Moodle is used for submissions, which include: ¶
II. Course Project §
The project runs for the whole semester, starting with group assembly and ending with the final presentation. The project is reported and evaluated at three milestones, namely: Dataset preparation, Information Retrieval, and Semantic Web. The expected results depend to some extent on the selected project, but some details are provided below. ¶
Milestone #1: Dataset Preparation §
The first milestone is achieved with the preparation and characterisation of the datasets proposed for the project. The datasets are the foundation for the project and the goal of the first task is to prepare and explore them, using the recommendations in the project description.
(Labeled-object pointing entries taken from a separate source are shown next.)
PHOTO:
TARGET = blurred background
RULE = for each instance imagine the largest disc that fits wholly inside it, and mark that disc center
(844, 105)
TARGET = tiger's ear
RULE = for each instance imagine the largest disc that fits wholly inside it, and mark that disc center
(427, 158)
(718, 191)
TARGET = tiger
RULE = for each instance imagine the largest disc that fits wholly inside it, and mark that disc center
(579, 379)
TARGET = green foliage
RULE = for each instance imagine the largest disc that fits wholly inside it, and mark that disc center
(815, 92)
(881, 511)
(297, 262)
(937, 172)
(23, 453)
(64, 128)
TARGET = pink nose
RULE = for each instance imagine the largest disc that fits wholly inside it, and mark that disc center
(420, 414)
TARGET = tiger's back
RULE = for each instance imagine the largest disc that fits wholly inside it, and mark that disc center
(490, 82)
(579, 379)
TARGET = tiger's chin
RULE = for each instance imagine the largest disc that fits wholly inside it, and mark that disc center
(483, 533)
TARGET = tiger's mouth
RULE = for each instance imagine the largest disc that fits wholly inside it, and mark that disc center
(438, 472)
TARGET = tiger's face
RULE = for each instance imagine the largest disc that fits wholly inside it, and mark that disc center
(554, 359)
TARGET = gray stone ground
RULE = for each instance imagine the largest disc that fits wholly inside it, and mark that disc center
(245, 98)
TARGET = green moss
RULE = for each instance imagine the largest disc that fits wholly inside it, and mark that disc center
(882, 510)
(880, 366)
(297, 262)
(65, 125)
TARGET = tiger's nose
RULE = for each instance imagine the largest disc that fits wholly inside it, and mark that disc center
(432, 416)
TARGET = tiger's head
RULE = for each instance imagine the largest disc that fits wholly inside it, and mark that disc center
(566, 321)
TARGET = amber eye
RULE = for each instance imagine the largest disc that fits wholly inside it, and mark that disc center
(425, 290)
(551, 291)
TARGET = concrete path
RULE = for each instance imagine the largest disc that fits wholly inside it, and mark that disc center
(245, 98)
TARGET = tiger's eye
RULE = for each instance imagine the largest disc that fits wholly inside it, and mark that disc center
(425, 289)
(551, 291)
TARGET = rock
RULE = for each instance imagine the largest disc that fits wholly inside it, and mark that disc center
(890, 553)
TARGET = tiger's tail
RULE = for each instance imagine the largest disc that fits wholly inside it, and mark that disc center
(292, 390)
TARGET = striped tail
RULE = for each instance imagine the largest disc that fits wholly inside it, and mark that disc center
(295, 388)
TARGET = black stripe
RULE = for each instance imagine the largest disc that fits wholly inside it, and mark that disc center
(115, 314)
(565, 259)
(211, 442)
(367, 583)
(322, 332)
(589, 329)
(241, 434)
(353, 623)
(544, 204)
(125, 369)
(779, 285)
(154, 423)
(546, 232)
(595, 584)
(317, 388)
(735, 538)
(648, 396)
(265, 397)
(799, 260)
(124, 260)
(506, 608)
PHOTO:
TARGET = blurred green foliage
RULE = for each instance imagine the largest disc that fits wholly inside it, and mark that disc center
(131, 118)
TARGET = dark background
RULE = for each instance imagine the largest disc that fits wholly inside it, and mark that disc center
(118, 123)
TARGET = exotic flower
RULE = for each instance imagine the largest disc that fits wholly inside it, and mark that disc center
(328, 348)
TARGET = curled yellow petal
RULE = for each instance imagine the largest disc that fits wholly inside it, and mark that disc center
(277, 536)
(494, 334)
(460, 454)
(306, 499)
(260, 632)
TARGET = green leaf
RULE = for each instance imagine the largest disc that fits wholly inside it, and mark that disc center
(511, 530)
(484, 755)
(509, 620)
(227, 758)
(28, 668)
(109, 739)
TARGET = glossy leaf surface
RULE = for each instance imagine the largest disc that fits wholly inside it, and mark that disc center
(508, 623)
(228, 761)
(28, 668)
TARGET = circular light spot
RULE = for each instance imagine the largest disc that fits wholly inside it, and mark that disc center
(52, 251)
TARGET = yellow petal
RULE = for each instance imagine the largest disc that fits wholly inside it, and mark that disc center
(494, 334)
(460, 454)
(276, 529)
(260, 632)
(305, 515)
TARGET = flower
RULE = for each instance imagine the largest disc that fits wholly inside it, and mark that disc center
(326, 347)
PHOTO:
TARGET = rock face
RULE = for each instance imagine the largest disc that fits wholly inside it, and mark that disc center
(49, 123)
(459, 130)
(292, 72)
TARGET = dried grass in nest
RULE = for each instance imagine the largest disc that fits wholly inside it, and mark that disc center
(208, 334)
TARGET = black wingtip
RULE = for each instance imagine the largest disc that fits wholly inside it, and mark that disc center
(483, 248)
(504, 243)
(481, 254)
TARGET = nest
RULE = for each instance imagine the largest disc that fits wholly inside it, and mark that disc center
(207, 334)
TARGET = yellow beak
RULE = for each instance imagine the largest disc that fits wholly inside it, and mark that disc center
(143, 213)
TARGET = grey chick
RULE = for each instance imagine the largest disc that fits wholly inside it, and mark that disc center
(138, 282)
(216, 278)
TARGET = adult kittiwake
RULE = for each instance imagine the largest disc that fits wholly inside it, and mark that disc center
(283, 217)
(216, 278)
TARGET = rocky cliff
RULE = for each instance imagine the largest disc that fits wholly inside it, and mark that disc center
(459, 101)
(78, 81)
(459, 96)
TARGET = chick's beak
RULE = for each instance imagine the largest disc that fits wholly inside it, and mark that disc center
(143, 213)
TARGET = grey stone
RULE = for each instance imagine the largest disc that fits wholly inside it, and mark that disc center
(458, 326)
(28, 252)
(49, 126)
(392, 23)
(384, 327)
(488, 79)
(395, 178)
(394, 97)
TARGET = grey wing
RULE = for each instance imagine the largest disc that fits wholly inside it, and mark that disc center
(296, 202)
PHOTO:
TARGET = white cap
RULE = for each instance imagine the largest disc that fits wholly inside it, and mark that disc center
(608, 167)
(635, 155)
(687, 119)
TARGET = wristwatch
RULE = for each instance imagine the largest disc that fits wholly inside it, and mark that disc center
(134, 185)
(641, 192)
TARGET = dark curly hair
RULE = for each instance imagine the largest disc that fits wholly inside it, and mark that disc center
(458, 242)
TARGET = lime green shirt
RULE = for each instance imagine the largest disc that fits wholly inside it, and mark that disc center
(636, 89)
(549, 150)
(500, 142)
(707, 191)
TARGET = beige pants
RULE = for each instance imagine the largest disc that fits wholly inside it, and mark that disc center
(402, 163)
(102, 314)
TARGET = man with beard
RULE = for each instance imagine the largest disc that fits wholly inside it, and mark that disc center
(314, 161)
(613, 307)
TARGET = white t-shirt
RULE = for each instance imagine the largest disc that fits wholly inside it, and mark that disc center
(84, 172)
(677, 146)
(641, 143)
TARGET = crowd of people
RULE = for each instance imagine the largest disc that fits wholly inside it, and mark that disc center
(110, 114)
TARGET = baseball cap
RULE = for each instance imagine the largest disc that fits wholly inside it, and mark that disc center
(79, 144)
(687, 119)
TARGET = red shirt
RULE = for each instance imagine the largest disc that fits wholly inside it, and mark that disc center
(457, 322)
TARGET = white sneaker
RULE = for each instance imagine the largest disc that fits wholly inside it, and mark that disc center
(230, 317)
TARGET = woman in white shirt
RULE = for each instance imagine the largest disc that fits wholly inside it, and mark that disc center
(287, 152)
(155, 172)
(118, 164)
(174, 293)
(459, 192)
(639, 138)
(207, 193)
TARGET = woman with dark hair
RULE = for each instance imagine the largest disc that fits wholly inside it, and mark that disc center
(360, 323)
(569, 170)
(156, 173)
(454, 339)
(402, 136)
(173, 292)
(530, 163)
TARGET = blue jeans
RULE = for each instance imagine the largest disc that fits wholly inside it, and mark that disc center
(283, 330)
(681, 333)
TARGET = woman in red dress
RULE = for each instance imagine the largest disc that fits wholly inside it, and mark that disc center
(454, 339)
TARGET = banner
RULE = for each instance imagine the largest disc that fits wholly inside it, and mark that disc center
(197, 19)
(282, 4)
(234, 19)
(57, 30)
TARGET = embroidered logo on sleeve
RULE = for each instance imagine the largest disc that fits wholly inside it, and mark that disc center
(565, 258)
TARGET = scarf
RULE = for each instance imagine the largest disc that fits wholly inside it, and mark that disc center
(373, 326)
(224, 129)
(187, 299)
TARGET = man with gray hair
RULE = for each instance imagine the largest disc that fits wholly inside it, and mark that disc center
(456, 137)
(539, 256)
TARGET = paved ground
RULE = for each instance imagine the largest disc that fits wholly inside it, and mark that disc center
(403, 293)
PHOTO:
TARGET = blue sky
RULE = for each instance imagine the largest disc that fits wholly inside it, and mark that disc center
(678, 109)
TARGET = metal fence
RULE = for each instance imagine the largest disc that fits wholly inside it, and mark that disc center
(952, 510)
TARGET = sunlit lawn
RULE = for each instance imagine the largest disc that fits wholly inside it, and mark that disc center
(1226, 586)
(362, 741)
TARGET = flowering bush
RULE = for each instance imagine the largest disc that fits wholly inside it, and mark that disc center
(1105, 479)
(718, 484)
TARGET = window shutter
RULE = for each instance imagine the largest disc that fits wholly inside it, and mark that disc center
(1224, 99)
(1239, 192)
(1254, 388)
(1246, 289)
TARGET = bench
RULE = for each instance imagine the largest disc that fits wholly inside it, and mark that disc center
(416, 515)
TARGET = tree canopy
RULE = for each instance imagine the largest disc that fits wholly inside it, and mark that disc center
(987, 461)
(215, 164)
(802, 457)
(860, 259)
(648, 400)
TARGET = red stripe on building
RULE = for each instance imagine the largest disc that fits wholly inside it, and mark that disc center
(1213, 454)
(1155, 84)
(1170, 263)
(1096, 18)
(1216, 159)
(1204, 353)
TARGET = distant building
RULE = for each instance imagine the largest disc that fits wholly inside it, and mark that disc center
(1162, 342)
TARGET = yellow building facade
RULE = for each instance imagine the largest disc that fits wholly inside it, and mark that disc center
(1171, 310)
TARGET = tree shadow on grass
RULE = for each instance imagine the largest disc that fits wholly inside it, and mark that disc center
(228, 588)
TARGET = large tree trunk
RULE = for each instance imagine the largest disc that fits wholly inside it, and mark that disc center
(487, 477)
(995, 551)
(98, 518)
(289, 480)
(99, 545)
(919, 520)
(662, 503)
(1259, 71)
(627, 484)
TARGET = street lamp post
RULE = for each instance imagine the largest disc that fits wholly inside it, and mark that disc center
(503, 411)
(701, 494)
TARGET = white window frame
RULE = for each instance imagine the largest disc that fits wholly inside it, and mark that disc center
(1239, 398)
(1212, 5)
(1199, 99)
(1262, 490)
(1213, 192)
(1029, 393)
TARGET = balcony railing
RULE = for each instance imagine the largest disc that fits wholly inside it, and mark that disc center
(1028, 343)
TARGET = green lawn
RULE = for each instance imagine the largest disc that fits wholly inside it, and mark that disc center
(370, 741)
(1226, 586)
This task is heavily dependent on the datasets, which may require some extraction actions such as crawling or scraping. ¶
Work on this tasks depends on the nature, volume, organisation and accessibility of the proposed datasets. ¶
Each group must select datasets from two different types — (1) unstructured dataset rich in textual data, and (2) semantic dataset rich in structured and annotated data. ¶
The following list has a sample of the actions which may be required: ¶
- search repositories for datasets; ¶
- select convenient data subsets; ¶
- assess the authority of the data source and data quality; ¶
- perform exploratory data analysis; ¶
- characterise the datasets, identifying and describing some of their properties; ¶
- identify the conceptual model for the data domain; ¶
- identify interesting retrieval tasks in the data domain. ¶
Milestone #2: Information Retrieval §
The second milestone is achieved with the use of an information retrieval tool on the project datasets and their exploitation with free-text queries. ¶
This task makes use of state-of-the-art retrieval tools and involves the view of the datasets as collections of documents, the identification of a document model for indexing and the design of queries to be executed on the indexed information. ¶
The following list has a sample of the actions which may be required: ¶
- choose the information retrieval tool (Solr, Lucene, Terrier, Elasticsearch, …); ¶
- analyse the documents and identify their indexable components; ¶
- use the tool API to generate indexes; ¶
- use the tool API to configure the answer to queries; ¶
- demonstrate the indexing and retrieval processes; ¶
- evaluate the technologies used in this task. ¶
Milestone #3: Semantic Web §
The third milestone is achieved with the design, representation and exploitation of an ontology for the domain of the project datasets. An ontology design tool, such as Protégé, is recommended for the task. ¶
The following list has a sample of the actions which may be required: ¶
- analyse the data domain and its main concepts; ¶
- evaluate existing vocabularies or ontologies for the domain; ¶
- identify functionalities of the ontology tool; ¶
- build the ontology with the tool; ¶
- populate the ontology; ¶
- explore the ontology with appropriate queries; ¶
- evaluate qualitatively the adopted technologies for applications in the project domain. ¶
III. Student Project §
The course project may take the form of a personal project. If a student or a group of students is pursuing some personal project, or want to start one, the course may provide the context for this initiative. The evaluation of student projects has the same milestones as the regular course projects, but the deliverables are customised to the project. They are described generally as Proposal, Solution and Prototype. ¶
Step #1: Proposal §
This step involves the definition of the topic and goals of the project. ¶
The proposal includes a study of the state-of-the-art with the analysis of related work and the definition of a provisional project schedule. ¶
If the proposal is not accepted the students will take one of the course topics and continue according to the regular project milestones. ¶
Step #2: Solution §
In this step the project will proceed to the identification of user requirements and the definition of the architecture for the solution. The delivery includes the comparison with existing solutions for the same class of problems, the description of the work in progress and a preliminary evaluation of expected results. ¶